BRUCE CHATWIN WAS HERE

          

Bruce Chatwin was a bisexual who died of Aids in 1989, aged only 48. Bruce was one of the finest travel writers of the 20th C, and books like In Patagonia and The Songlines influenced me just as much as the works of Hemingway, Behan, Greene and O’Casey did as a fledgling writer.

He loved exotic destinations and always wanted to go to Patagonia; in 1974 he flew Lima, Peru, for the Sunday Times Magazine, and decided to go further. ‘Have gone to Patagonia’ he said in a telegram to the Times, and for the next 6 months travelled around the region, listening and writing, which resulted in the book ‘In Patagonia’ a couple of years later.

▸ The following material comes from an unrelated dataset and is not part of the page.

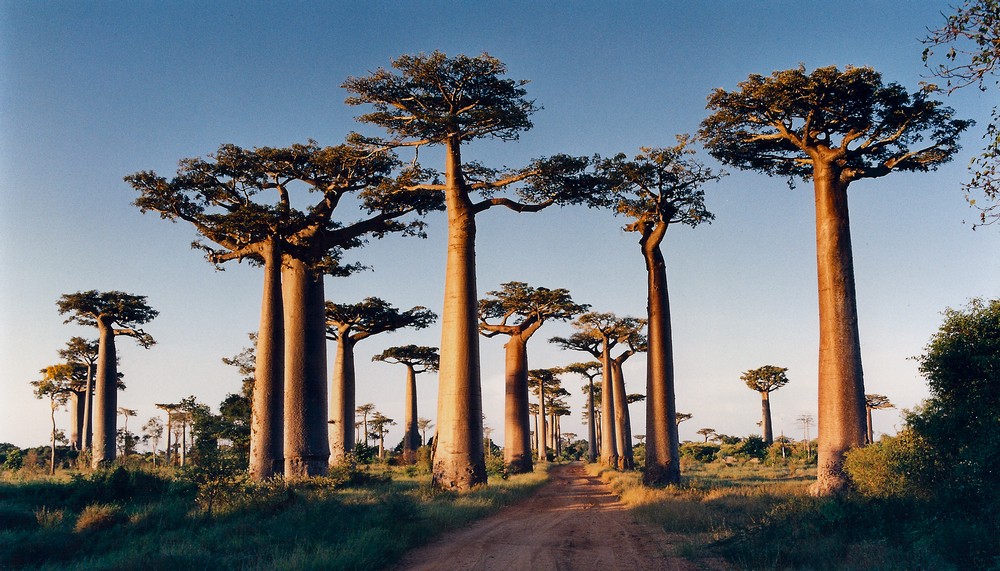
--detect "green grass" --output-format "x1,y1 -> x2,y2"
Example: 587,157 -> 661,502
0,465 -> 548,570
590,460 -> 997,570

Part travelogue, part story-telling, it dramatises in graphic detail the regions of Patgonia, and Tierra Del Fuego – which is sometimes called Land of Fire.

In The Songlines, he follows the trail of the Australian aboriginal people – the native Koori –  and learns about the Aboriginal idea of Songlines, the tracks of music the Aboriginal Ancestors left as they walked from place to place singing creation into existence, naming things and attaching stories to their sacred places. Each Aboriginal is associated with an animal, or totemic family, who sang his Songline, and considers that association as even more sacred than the one he has with his blood family.

 Both books are a blend of fact and fiction, and revolutioned the art of travel writing.